Airlines are under severe and increasing pressure as their fuel costs continue to mount, but their suffering has presented fresh opportunities for other players in the market, not least aircraft leasing firms.
Regional lessors have not been slow to pick up on the potential as airlines consider leasing as a way to manage their costs. Dubai’s DAE Capital, Kuwait’s Alafco and Waha Leasing in Abu Dhabi are all expanding beyond their existing markets to compete on a global basis.
As in the aviation market itself, these stateowned, cash-rich enterprises have the financial muscle to compete with any of their more established peers in the US or Europe.
Perhaps unsurprisingly, the most grandiose and entrepreneurial moves into the leasing market in the region have come from Dubai. DAE Capital stunned the industry with a $29bn move into the sector at last year’s Dubai Airshow, and now has 200 planes on order.

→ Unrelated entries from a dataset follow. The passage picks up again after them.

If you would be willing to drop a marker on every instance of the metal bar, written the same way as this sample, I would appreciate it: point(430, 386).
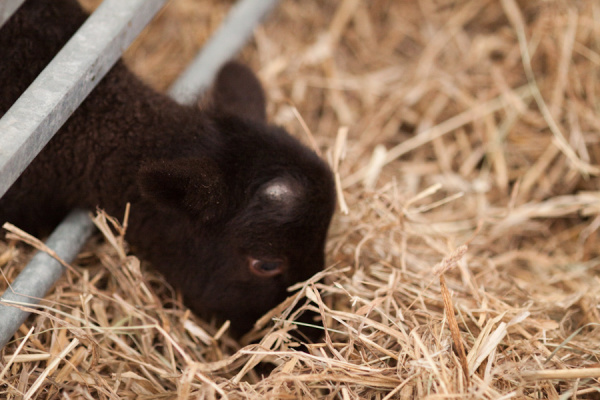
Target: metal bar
point(43, 271)
point(8, 8)
point(224, 44)
point(66, 81)
point(39, 113)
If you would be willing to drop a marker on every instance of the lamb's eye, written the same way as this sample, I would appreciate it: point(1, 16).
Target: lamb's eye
point(266, 268)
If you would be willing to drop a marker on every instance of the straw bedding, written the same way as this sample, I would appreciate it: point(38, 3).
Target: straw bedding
point(464, 256)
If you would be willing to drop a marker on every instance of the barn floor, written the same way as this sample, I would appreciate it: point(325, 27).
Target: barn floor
point(464, 257)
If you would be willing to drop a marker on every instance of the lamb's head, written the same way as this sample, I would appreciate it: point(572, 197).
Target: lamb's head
point(252, 215)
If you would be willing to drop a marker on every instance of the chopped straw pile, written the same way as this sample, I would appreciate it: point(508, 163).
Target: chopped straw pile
point(464, 258)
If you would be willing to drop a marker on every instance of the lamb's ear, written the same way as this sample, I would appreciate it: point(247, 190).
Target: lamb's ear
point(193, 186)
point(238, 91)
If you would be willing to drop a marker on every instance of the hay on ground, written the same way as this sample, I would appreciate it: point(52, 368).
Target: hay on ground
point(464, 260)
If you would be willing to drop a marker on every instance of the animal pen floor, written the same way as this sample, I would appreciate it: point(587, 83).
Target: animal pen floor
point(466, 138)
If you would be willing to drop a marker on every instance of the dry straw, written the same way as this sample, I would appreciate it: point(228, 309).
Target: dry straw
point(465, 137)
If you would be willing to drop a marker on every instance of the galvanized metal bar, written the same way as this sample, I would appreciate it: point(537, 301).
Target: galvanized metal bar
point(233, 33)
point(39, 113)
point(43, 271)
point(66, 81)
point(8, 8)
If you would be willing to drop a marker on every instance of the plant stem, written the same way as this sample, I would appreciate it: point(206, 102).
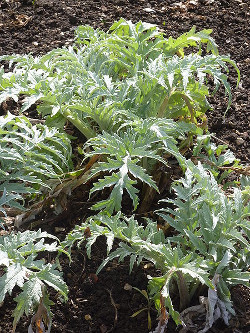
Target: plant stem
point(183, 291)
point(79, 124)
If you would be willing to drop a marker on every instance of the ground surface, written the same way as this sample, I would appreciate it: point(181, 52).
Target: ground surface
point(48, 24)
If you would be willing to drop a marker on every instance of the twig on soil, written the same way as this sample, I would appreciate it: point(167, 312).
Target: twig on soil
point(115, 307)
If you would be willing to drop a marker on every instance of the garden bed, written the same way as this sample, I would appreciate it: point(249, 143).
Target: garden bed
point(105, 304)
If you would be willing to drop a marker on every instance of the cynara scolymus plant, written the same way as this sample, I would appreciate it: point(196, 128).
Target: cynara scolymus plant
point(128, 157)
point(109, 82)
point(20, 267)
point(210, 245)
point(108, 77)
point(31, 157)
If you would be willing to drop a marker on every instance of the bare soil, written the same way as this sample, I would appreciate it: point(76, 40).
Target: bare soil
point(104, 305)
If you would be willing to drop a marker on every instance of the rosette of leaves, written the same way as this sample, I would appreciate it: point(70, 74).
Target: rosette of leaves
point(214, 226)
point(129, 157)
point(31, 156)
point(20, 266)
point(109, 77)
point(210, 245)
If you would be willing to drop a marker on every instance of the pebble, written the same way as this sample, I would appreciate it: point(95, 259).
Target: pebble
point(239, 141)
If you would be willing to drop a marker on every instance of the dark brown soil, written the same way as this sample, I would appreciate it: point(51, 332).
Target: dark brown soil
point(48, 24)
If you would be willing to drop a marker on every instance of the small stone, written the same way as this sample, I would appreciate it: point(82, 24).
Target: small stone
point(239, 141)
point(244, 135)
point(149, 10)
point(127, 286)
point(87, 317)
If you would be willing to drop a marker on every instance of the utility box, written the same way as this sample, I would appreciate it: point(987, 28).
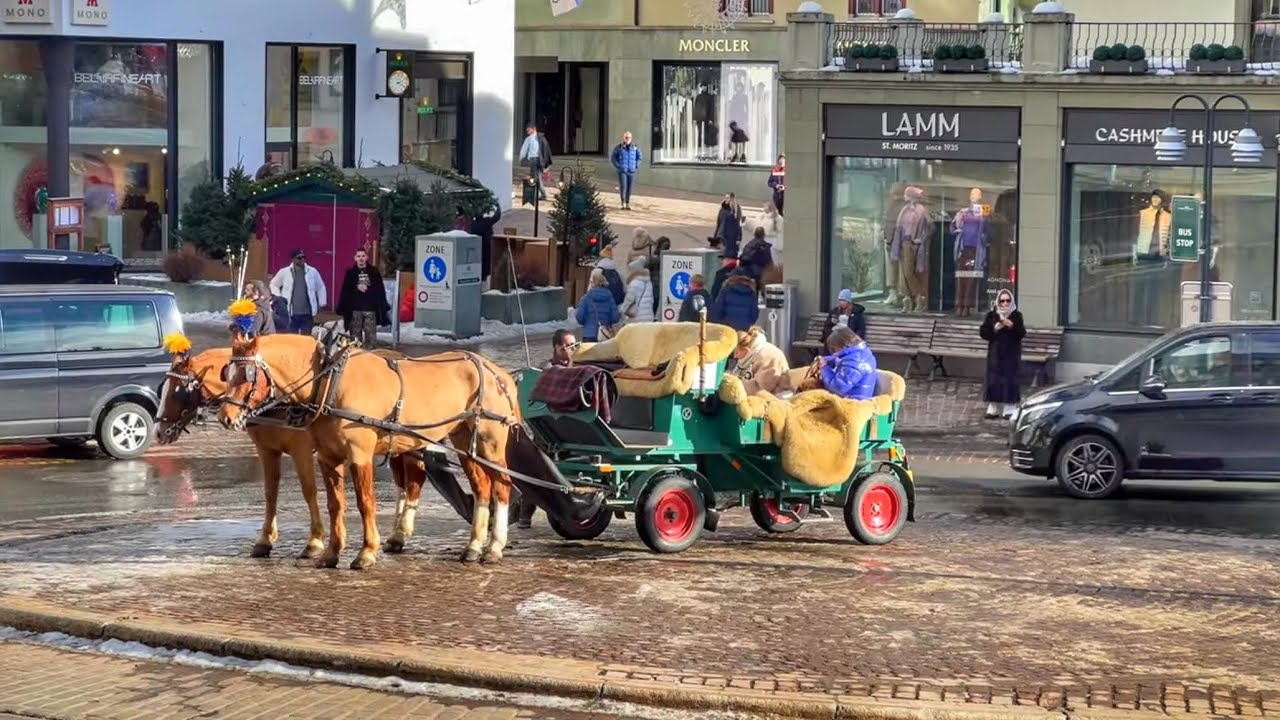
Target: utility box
point(1220, 310)
point(778, 315)
point(447, 288)
point(677, 268)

Meanwhile, Dubai-based Lcal has acquired a place near the front of the queue for the Boeing 787 Dreamliner, basing its strategy around a single aircraft whose fuel-efficient design has made it the most popular model in aviation history.

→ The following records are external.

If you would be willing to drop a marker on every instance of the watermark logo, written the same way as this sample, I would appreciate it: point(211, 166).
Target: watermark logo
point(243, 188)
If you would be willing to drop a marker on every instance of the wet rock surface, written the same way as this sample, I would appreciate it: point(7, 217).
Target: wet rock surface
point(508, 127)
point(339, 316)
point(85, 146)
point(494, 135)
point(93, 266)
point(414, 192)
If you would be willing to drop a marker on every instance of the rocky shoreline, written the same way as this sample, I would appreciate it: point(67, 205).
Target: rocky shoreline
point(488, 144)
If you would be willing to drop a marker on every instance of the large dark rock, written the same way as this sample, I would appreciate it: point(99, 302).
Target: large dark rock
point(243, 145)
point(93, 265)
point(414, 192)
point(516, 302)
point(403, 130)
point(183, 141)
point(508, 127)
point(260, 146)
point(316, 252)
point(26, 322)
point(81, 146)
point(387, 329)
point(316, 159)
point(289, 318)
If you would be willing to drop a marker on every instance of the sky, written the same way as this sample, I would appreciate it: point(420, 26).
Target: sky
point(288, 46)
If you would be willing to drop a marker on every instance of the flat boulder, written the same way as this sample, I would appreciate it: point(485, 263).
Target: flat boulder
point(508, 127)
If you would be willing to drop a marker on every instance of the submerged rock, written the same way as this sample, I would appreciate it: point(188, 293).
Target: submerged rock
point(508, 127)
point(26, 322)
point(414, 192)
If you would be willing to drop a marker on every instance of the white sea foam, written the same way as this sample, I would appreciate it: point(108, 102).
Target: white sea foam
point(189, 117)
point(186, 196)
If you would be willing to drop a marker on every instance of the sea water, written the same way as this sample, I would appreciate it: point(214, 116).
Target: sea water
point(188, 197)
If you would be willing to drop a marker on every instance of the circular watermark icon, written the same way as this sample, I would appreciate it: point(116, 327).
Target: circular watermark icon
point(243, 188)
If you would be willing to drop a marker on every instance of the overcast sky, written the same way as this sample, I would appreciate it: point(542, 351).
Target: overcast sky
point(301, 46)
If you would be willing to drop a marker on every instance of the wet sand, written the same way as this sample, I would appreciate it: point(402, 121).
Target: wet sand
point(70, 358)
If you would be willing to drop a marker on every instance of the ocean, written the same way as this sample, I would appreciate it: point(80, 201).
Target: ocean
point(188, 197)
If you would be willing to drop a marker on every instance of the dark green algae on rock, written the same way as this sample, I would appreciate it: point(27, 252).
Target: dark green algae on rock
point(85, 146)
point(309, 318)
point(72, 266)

It seems only a matter of time before Middle East companies join the top tier of international leasing groups.
While their fleets are far smaller than those of the more established firms in the US and Europe, their planes are newer and less thirsty at a time when fuel-efficiency is king.
DAE in particular looks set to match its global rivals in the coming years, mirroring the anticipated dominance of Emirates in the international market.
As in so many other areas of the aviation industry, the tide in aircraft leasing is turning away from the former strongholds of Europe and the US, and towards the emerging market of the Middle East.